DD und ich teilten eine Leidenschaft: Das Reiten. Ob Frühling, Sommer, Herbst oder Winter - wir liebten es beide über Wiesen und durch Wälder zu galoppieren und die Freiheit zu genießen, die einem nur der Rücken eines Pferdes bieten konnte. Dafür holte mich DD hin und wieder mit seinem zweisitzigen Abbott F ab, der aussah wie ein Spielzeugrennwagen. Wir fuhren dann zum Landhaus der Lencias, das in der Nähe von Rockledge lag, einem eintausend Seelen Dorf, nicht weit von Philadelphia entfernt. Antek und Julka, DD's Eltern, lebten fast nur noch dort und hielten sich ein halbes Dutzend Reitpferde. Ihr Stadthaus in der Lombard Street in Society Hill diente DD als Studentenwohnung und war so etwas wie ein Gästehaus für Freunde und Geschäftspartner aus dem ganzen Land geworden. In Rockledge hatten wir vor gut einer Woche auch an dem großen Neujahrsball teilgenommen, zu dem Antek und Julka jedes Jahr einluden. Das Buffet war wie immer exquisit gewesen und im großen Salon hingen zwei Kronleuchter mit elektrischem Licht. Auf der Terrasse hatte Julka Papierlampen mit Kerzen aufgehängt
Am Tag nach meinem ersten Besuch bei Frank Shuman waren DD und ich wieder einmal nach Rockledge gefahren, doch diesmal spürte ich, dass etwas anders war als sonst. DD war befangen und wirkte sehr bemüht.
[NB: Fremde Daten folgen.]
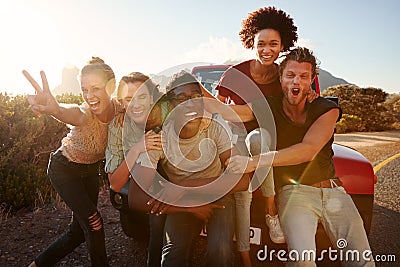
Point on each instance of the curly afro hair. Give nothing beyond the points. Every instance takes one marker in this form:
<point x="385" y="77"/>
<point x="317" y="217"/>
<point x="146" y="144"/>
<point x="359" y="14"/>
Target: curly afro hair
<point x="268" y="18"/>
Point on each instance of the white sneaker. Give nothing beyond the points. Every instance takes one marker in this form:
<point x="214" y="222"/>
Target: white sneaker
<point x="275" y="231"/>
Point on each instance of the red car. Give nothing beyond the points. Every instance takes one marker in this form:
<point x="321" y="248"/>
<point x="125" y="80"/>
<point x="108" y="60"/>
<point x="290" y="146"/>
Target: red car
<point x="353" y="169"/>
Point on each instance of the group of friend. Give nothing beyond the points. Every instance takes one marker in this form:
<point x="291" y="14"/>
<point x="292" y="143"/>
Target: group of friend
<point x="266" y="129"/>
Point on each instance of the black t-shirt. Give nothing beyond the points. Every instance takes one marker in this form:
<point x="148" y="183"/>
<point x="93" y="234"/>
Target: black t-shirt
<point x="288" y="133"/>
<point x="238" y="84"/>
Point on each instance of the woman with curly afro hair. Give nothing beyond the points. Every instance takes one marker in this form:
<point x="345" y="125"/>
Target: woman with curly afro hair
<point x="269" y="32"/>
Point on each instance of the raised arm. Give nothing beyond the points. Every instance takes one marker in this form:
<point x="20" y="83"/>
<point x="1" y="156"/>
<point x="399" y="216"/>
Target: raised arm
<point x="43" y="102"/>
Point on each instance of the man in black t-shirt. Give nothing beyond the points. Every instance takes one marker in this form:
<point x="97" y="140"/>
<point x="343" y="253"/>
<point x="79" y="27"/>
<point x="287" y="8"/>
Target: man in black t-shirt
<point x="308" y="188"/>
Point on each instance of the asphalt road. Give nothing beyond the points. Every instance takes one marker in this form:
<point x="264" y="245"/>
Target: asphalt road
<point x="385" y="230"/>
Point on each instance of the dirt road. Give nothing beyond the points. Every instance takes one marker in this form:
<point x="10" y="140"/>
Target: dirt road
<point x="23" y="236"/>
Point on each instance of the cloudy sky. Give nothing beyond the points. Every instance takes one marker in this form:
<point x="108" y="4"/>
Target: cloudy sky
<point x="354" y="40"/>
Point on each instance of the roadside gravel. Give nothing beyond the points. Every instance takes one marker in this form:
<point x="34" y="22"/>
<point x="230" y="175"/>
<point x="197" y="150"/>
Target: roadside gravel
<point x="27" y="233"/>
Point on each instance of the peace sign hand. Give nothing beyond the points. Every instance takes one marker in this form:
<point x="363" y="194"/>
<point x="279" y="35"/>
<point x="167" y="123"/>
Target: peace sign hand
<point x="43" y="102"/>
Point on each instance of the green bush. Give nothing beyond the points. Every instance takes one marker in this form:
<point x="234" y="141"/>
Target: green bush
<point x="371" y="107"/>
<point x="350" y="123"/>
<point x="26" y="142"/>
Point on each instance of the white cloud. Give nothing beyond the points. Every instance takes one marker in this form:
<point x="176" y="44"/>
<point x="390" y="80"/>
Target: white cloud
<point x="217" y="50"/>
<point x="305" y="43"/>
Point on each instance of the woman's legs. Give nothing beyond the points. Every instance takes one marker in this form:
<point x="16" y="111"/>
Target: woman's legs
<point x="258" y="141"/>
<point x="78" y="186"/>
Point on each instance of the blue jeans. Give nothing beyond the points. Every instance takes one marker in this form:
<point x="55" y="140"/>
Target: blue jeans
<point x="301" y="207"/>
<point x="263" y="177"/>
<point x="182" y="228"/>
<point x="78" y="186"/>
<point x="155" y="240"/>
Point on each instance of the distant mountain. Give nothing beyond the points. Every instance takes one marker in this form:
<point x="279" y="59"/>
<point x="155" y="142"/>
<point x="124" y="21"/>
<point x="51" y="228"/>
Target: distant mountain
<point x="326" y="80"/>
<point x="70" y="83"/>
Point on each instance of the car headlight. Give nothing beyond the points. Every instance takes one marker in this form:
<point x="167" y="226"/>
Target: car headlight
<point x="118" y="199"/>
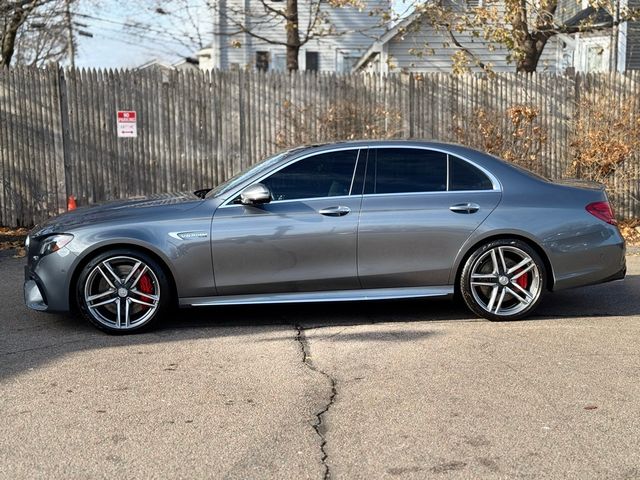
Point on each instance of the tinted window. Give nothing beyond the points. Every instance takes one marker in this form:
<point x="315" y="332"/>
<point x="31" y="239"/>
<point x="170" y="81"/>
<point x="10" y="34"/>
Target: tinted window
<point x="312" y="61"/>
<point x="323" y="175"/>
<point x="464" y="176"/>
<point x="404" y="170"/>
<point x="262" y="61"/>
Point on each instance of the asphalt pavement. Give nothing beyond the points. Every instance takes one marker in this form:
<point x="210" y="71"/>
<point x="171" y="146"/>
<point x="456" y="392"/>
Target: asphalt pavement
<point x="394" y="389"/>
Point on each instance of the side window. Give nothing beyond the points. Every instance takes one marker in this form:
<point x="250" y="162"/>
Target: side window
<point x="464" y="176"/>
<point x="406" y="170"/>
<point x="323" y="175"/>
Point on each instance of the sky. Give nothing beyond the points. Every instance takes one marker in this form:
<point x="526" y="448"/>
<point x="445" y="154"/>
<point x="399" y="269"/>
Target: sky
<point x="129" y="33"/>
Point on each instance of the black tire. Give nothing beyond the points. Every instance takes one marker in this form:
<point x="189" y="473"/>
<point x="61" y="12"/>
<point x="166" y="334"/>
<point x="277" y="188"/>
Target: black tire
<point x="520" y="298"/>
<point x="157" y="284"/>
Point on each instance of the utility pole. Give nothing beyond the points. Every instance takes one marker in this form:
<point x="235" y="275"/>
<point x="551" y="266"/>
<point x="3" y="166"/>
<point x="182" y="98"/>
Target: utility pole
<point x="71" y="48"/>
<point x="616" y="35"/>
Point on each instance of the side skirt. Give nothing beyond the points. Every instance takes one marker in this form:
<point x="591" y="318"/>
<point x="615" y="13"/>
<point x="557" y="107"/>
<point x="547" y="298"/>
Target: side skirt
<point x="324" y="296"/>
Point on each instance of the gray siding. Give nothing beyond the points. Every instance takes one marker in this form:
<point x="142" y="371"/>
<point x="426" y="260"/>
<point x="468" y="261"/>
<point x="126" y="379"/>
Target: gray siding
<point x="355" y="31"/>
<point x="438" y="48"/>
<point x="633" y="40"/>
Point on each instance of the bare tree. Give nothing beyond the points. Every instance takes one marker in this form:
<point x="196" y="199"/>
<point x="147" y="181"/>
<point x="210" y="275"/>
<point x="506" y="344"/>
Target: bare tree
<point x="291" y="25"/>
<point x="36" y="32"/>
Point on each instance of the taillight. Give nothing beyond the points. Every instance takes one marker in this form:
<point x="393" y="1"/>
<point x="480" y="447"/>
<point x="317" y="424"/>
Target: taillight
<point x="603" y="211"/>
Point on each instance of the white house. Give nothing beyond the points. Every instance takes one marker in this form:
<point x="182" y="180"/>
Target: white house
<point x="348" y="32"/>
<point x="415" y="45"/>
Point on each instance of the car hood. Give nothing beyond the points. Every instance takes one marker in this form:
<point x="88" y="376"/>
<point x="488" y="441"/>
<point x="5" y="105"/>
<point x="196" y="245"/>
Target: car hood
<point x="141" y="207"/>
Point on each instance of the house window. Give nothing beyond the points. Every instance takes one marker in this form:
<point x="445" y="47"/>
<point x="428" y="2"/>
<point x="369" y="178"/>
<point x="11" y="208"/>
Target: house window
<point x="262" y="61"/>
<point x="312" y="61"/>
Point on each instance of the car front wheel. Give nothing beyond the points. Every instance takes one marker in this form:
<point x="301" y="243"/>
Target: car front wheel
<point x="122" y="291"/>
<point x="503" y="280"/>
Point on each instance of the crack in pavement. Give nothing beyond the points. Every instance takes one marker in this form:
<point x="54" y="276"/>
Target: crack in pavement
<point x="319" y="426"/>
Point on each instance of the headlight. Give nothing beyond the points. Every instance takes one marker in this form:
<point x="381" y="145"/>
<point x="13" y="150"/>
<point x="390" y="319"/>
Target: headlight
<point x="54" y="243"/>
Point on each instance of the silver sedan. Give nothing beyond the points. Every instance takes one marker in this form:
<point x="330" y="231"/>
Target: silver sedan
<point x="366" y="220"/>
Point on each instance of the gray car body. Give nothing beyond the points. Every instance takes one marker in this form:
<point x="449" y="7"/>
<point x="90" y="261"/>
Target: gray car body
<point x="393" y="245"/>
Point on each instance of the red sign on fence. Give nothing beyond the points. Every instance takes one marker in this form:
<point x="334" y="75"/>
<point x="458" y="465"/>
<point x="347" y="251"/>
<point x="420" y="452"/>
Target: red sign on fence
<point x="127" y="124"/>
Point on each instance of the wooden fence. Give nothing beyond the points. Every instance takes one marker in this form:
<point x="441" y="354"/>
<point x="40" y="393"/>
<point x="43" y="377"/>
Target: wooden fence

Er war aus unerfindlichen Gründen nervös. DD hatte sich gut mit meinem Bruder Macin verstanden. Die beiden steckten früher oft zusammen. Und obwohl DD nicht gerne über Macin sprach und ich ihm jedes Wort über meinen Bruder aus der Nase ziehen musste, färbte Macins Glanz lange auf DD ab. Dabei waren die beiden sehr unterschiedlich. Nicht nur äußerlich. Macin war gutaussehend gewesen, DD hatte ein langes, blasses Gesicht. Macin war offen und ging auf Menschen zu, während DD eher schüchtern und wortkarg war. Trotzdem mochte ich ihn, in manchen Augenblicken glaubte ich sogar, DD Lencia zu lieben.